Diagram of synthesis of the AgZnO/POMs nanocomposites


In conclusion, the photocatalytic-adsorbent AgZnO/POMs nanocomposites were synthesized by combining AgZnO hybrid nanoparticles and POMs. The TEM and HRTEM showed that AgZnO/POMs nanocomposites were uniform with narrow particle size distribution and without agglomeration. The bifunctional photocatalytic-adsorbent AgZnO/POMs nanocomposites could effectively remove refractory BM from aqueous solution with removal efficiency of 94.13% ± 0.61 by adsorption and photocatalysis. The adsorption process and the photocatalytic process of AgZnO/POMs nanocomposites for removing BM followed the pseudo-second-order kinetics. The removal efficiency of AgZnO/POMs nanocomposites was found to be almost unchanged after 5 cycles of use, demonstrating that the nanocomposites have well stability in BM in aqueous solution.
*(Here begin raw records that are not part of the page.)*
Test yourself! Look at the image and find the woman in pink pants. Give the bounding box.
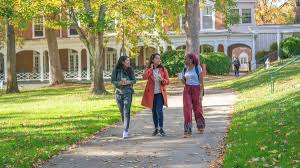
[182,53,205,138]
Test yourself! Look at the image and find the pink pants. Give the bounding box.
[183,85,205,133]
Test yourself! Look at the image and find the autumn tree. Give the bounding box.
[0,0,35,93]
[256,0,295,25]
[184,0,237,53]
[65,0,177,94]
[36,0,64,86]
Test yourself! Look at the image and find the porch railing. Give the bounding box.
[0,70,143,81]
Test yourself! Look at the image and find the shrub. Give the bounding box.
[161,50,184,76]
[200,52,231,75]
[270,43,277,52]
[280,37,300,58]
[256,50,268,61]
[161,51,231,76]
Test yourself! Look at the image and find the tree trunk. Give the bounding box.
[91,32,107,94]
[184,0,200,55]
[6,21,20,93]
[45,25,64,86]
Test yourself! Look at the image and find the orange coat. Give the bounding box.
[142,68,169,109]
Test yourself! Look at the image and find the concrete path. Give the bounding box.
[42,90,236,168]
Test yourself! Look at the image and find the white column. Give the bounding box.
[251,34,256,71]
[3,48,7,82]
[85,49,91,80]
[117,47,121,59]
[163,44,168,52]
[223,40,228,55]
[277,30,281,61]
[48,51,51,82]
[143,46,147,65]
[214,42,218,52]
[38,51,44,82]
[76,49,82,80]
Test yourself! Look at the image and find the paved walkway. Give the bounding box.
[43,90,236,168]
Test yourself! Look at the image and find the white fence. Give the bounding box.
[0,70,143,81]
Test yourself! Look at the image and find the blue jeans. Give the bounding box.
[116,93,132,131]
[152,93,164,129]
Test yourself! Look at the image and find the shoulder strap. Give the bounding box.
[195,64,199,78]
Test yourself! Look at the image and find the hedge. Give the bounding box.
[162,50,231,76]
[280,37,300,58]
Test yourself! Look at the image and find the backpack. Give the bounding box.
[182,64,204,96]
[233,59,240,67]
[183,64,200,78]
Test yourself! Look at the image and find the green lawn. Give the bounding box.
[214,62,300,168]
[0,82,144,167]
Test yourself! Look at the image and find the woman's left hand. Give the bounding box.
[158,75,164,81]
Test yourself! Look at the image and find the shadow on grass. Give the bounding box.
[223,62,300,91]
[225,89,300,167]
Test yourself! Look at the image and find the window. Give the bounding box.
[202,6,214,29]
[180,15,185,30]
[232,9,240,24]
[69,50,78,72]
[33,17,44,37]
[242,9,251,23]
[106,52,117,71]
[69,24,78,36]
[0,54,4,73]
[33,51,40,73]
[106,54,110,71]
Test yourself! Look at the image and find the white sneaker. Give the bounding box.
[123,131,128,139]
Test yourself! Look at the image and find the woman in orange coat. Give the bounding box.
[142,53,169,136]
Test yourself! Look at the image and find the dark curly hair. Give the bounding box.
[147,53,165,69]
[116,56,133,75]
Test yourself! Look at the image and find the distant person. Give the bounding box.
[233,57,241,77]
[142,53,169,136]
[179,53,205,138]
[111,56,136,139]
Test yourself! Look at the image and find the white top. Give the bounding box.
[153,68,161,94]
[184,65,202,86]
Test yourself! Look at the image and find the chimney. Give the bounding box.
[295,0,300,24]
The FTIR spectra of AgZnO/POMs nanocomposites before and after BM removal are almost no change, further indicating the stability of nanocomposites. The bifunctional photocatalytic-adsorbent AgZnO/POMs nanocomposites have potential applications in the treatment of refractory organic dye wastewater containing triphenylmethane.